Note: Code is not production ready yet, so not sharing it on github. Will share it when I get some free time.
The challenge was to predict the segment(pos, neg) based on the given features:
- ID: unique identifier variable
- titles: format “title:watch_time”, titles of the shows watched by the user and watch_time on different titles
- genres: same format as titles
- cities: same format as titles
- tod: total watch time of the user spread across different time of days (24 hours format)
- dow: total watch time of the user spread across different days of week (7 days format)
Model Pipeline:
Features extracted from text variables:
Titles variable: I used word embedding using word2vec, a deep learning technique which maps similar words to context after trying Bag of Words. Word embedding improved my validation score significantly.

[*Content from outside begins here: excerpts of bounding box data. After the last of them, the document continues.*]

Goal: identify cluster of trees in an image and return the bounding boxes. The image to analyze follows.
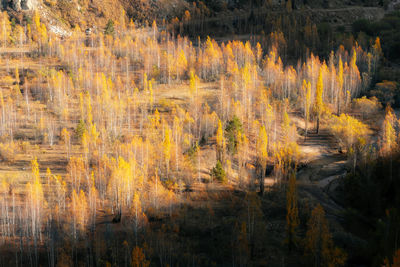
[0,9,398,266]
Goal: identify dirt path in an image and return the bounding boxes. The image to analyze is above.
[297,129,346,217]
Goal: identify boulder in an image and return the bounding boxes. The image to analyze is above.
[20,0,39,10]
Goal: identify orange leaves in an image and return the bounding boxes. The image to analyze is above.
[380,108,399,156]
[329,114,370,151]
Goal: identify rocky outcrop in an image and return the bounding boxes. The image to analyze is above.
[11,0,39,11]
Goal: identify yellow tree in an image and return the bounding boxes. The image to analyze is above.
[314,69,324,134]
[163,125,172,177]
[286,172,299,251]
[256,125,268,194]
[27,157,46,242]
[336,57,343,116]
[302,80,311,139]
[380,108,398,156]
[216,120,225,163]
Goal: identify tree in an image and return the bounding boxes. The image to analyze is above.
[131,246,150,267]
[225,115,242,154]
[305,204,346,267]
[286,172,299,251]
[216,120,225,163]
[314,68,324,134]
[163,126,172,177]
[380,107,398,156]
[211,160,227,183]
[302,80,311,139]
[256,125,268,195]
[104,19,114,35]
[336,57,343,116]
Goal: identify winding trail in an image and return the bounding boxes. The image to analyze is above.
[297,129,346,217]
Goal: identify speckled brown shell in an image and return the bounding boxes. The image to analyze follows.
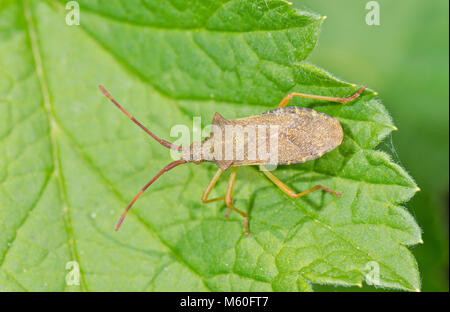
[202,106,343,170]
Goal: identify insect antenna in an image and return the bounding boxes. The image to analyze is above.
[98,86,182,151]
[115,159,187,231]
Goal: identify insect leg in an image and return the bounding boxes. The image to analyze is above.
[262,167,341,198]
[202,169,225,204]
[225,167,249,236]
[278,86,366,107]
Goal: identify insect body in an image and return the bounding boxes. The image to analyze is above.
[100,86,365,235]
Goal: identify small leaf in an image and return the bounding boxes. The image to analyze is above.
[0,0,421,291]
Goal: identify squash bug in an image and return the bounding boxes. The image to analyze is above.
[99,86,366,236]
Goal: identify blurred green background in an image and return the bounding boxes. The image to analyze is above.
[292,0,449,291]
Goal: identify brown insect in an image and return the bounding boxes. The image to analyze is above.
[99,86,365,235]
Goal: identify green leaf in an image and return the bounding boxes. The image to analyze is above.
[0,0,421,291]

Tod variable: Several features were extracted from total watch time column out of which I ended up using the following features:
- tod_median_time
- tod_min_time
- dow_max_time
- watch time counts at hours (0 to 23) mapped from t0 to t23
- tod_start
- tod_end
- Days
Cities variable: Several features were extracted out of which I ended up using the following features:
- cities_min_time
- cities_count
Genres variable: Extracted the genres from this column and mapped each genre as a binary feature.
Apart from these, I extracted the following features:
- genres_min_time
- genres_max_time
- genres_mean_time
- genres_median_time
Other text related features which improved by validation score are:
- titles length
- titles count
- cities strings
Features extracted from numeric columns:
dow variable:
- Binary features for each day of the week starting from Monday to Sunday.
- Watch time spent on each day from Monday to Sunday.
Model Evaluation:
I tried several different models which produced the following scores:
Model | Score |
---|---|
Logistic Regression | 0.70 |
Linear Discriminant Analysis | 0.79 |
K Nearest Neighbors | 0.59 |
CART | 0.55 |
AdaBoost | 0.79 |
Gradient Boosting | 0.80 |
Random Forests | 0.69 |
Extra Trees Regressor | 0.70 |
LightGBM(after hyper parameter tuning) | 0.822 |
Xgboost(after hyper parameter tuning) | 0.821 |
I ended up using LightGBM to generate my predictions.
Hyper parameter tuning:
Used hyperopt to automatically find the right hyper parameters which improved my validation score for LightGBM model
The competition rewarded contestants who did feature engineering.
Things that I tried which din't work:
- Bag of Words approach.
- Dimensionality reduction on Word2vec features.
- Several extracted numerical and text features.